WASHINGTON – You probably missed it amid the tempest over President Trump's meeting with Russian strongman Vladimir Putin, but "the swamp" Trump railed against in his campaign grew darker this week at the direction of his administration.
The U.S. Treasury Department Monday ruled that donors to many nonprofit organizations will no longer have to be publicly identified. This will keep the public from knowing who's really behind some of the ads that flood the airwaves and annoy the daylights out of us all in every autumn of every even-numbered year.
And to hear Robert Galbraith tell it, this is a very bad thing.
"This is FAR MORE important and damaging to democracy than Trump's press conference with Putin," Galbraith, senior research analyst at Buffalo's Public Accountability Initiative, said on Facebook.
Understanding exactly what the Treasury Department decided this week unfortunately requires a deep dive into IRS code, which is every bit as exciting as you would expect it to be.
The ruling affects two kinds of nonprofit groups that often get involved in politics: 501(c)4 groups, which are "social welfare organizations," and 501(c)6 groups, which consist of business leagues such as chambers of commerce, boards of trade and the like.
For years, these groups had to report their donors and donation amounts to the IRS. But now these groups will not have to do that – and that will have huge political ramifications.
That's because both 501(c)4's and 501(c)6's get involved in politics. You may or may not agree, but the National Rifle Association qualifies as a 501(c)4 social welfare organization, as does Planned Parenthood. And of course, business groups ranging from the U.S. Chamber of Commerce to the National Association of Realtors have a lot at stake in the political realm.
Such organizations previously had to report donations of more than $5,000 to the IRS. And although the IRS redacted the names of the donors before releasing that information publicly, reporters were able to look at it and figure out if just a handful of millionaires happened to be behind one group or another. And with a little legwork, they could even scope out who was really donating the big money behind the messages that were beamed into our living rooms around election time.
But that was then.
"Now, these groups won't even have to disclose their donors and donation amounts to the IRS, making the world of dark money a whole lot darker," Galbraith said.

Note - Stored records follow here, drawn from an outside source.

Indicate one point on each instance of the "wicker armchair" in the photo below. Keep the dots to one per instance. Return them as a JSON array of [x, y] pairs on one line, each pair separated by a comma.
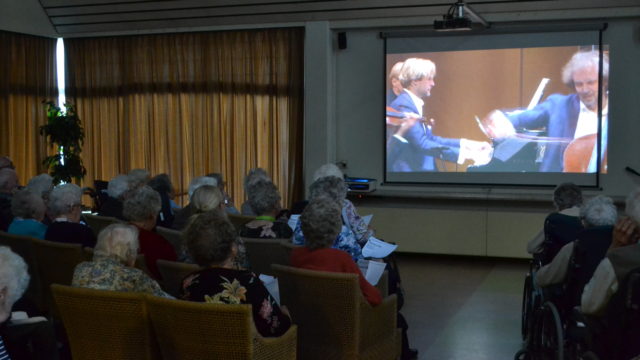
[[23, 246], [104, 324], [173, 273], [264, 252], [334, 319], [193, 330], [97, 222]]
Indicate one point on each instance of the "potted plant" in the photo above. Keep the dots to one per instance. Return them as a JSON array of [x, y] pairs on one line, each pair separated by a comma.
[[64, 132]]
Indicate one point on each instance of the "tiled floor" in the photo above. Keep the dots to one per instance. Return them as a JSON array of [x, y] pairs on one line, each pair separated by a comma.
[[462, 307]]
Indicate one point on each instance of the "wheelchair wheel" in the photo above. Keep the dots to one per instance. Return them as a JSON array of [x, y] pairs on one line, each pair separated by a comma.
[[549, 342]]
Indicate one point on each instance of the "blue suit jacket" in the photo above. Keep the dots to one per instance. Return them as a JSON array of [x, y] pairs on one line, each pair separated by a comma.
[[559, 114], [423, 147]]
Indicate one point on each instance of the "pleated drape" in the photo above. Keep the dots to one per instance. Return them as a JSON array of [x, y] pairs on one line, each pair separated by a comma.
[[191, 104]]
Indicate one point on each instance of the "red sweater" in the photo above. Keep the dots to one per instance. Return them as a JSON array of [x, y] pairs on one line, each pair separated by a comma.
[[334, 260]]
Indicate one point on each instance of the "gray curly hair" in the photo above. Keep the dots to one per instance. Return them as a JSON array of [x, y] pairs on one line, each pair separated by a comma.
[[141, 204]]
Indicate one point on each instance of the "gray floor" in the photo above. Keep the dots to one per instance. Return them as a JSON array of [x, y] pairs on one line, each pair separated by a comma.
[[462, 307]]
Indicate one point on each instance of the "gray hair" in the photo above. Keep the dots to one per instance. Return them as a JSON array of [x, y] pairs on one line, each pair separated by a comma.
[[118, 186], [632, 206], [63, 198], [27, 205], [41, 185], [415, 69], [599, 211], [321, 223], [328, 170], [199, 181], [263, 197], [254, 176], [206, 198], [141, 204], [585, 59], [13, 274], [567, 195], [119, 241], [329, 186]]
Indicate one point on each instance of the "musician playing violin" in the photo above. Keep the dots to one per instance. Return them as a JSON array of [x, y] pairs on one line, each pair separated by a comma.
[[573, 117], [414, 147]]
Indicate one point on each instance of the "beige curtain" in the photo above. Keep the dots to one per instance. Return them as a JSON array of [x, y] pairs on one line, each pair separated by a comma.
[[27, 77], [192, 104]]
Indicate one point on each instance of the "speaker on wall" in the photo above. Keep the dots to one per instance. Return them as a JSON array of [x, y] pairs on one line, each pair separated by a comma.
[[342, 40]]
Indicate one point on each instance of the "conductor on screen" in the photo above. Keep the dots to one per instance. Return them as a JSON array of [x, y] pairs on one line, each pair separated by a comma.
[[571, 121], [414, 147]]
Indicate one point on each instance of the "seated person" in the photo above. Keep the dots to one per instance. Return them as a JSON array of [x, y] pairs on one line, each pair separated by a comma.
[[141, 208], [28, 338], [116, 191], [264, 199], [29, 210], [212, 242], [560, 227], [598, 215], [65, 204], [113, 262]]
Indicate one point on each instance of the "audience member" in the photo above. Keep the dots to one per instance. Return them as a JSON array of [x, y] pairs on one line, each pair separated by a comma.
[[31, 339], [8, 185], [561, 226], [254, 176], [116, 190], [597, 213], [113, 262], [65, 205], [29, 210], [182, 217], [211, 240], [264, 199], [141, 208]]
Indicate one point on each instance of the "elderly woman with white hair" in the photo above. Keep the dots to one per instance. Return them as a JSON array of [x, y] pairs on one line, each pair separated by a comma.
[[29, 211], [65, 205], [113, 262], [141, 208]]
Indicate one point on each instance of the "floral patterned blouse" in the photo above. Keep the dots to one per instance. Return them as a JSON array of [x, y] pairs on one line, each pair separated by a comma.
[[230, 286], [107, 273]]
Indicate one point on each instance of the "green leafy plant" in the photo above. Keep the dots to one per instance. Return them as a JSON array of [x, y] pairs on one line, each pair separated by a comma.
[[64, 132]]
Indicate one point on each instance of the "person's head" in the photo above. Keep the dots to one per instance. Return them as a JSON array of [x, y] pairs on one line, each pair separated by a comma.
[[5, 162], [41, 185], [321, 223], [581, 75], [328, 169], [207, 198], [417, 76], [28, 205], [253, 176], [14, 279], [394, 78], [264, 198], [65, 200], [329, 186], [599, 211], [118, 186], [8, 180], [119, 241], [200, 181], [567, 195], [142, 206], [211, 239], [138, 178]]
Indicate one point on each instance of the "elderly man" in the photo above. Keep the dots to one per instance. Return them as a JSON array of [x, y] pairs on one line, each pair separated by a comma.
[[417, 79], [565, 116]]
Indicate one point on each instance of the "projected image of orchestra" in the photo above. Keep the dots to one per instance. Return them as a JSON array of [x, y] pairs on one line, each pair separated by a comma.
[[500, 110]]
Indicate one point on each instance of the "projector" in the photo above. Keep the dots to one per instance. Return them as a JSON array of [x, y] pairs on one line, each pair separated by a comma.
[[452, 24], [360, 185]]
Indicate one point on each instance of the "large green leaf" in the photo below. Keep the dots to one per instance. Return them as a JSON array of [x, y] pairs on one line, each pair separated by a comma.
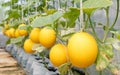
[[71, 16], [104, 56], [46, 20], [90, 5]]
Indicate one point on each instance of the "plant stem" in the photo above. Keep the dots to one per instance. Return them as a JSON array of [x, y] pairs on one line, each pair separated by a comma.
[[107, 15], [107, 31], [59, 4], [117, 13], [93, 29], [81, 17]]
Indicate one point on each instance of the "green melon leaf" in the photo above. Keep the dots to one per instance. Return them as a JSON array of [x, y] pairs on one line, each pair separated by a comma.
[[46, 20], [104, 56]]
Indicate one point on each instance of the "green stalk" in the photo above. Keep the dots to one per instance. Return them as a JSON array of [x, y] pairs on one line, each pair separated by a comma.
[[107, 15], [108, 30], [93, 29], [100, 73]]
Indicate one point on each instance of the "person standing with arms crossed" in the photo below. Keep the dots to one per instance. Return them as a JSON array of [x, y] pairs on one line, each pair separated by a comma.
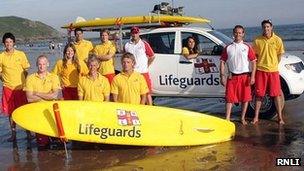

That's a continuing trend. "Dark money" is just what it sounds like – money that's spent spreading political messages without the public ever knowing all the details of who's doing it.
Worse yet, while federal law bars foreign interests from spending on U.S. political campaigns, the Treasury Department ruling makes it easier for them to break the law and do so, warned Sen. Ron Wyden, an Oregon Democrat.
🚨 Trump’s @USTreasury has made it EASIER for anonymous foreign donors to funnel dark money into nonprofits THE SAME DAY a Russian national linked to the @NRA was arrested for trying to influence our elections.
— Ron Wyden (@RonWyden) July 17, 2018
Dark money has been flooding into politics for years, in part because of the 2010 Supreme Court decision called "Citizens United," which said the First Amendment right to free speech means government can't limit how much corporations can spend to spread political messages.
To Treasury Secretary Steven T. Mnuchin, though, free speech isn't even the issue that prompted his department to make the change.
“Americans shouldn’t be required to send the IRS information that it doesn’t need to effectively enforce our tax laws, and the IRS simply does not need tax returns with donor names and addresses to do its job in this area,” Mnuchin said.
Mnuchin said his department's move won't limit transparency, but good-government types said it obviously would.
Americans for Prosperity – one of the groups funded by billionaire conservatives Charles and David Koch – pushed for the change at the IRS, noted Jane Mayer, the New Yorker staff writer whose book "Dark Money" chronicles how the Kochs and others bought friends and influenced people in the political world.
Mayer took to Twitter to note that while the Kochs contribute to media organizations such as the Poynter Institute, the Knight Foundation and the Newseum, they're no friends of the free press.
"The Kochs just made it harder than ever for the press to follow the money," Mayer tweeted along with the news of the Treasury Department policy change. "Are they really 1st Amendment Champs? Who are you in business with?"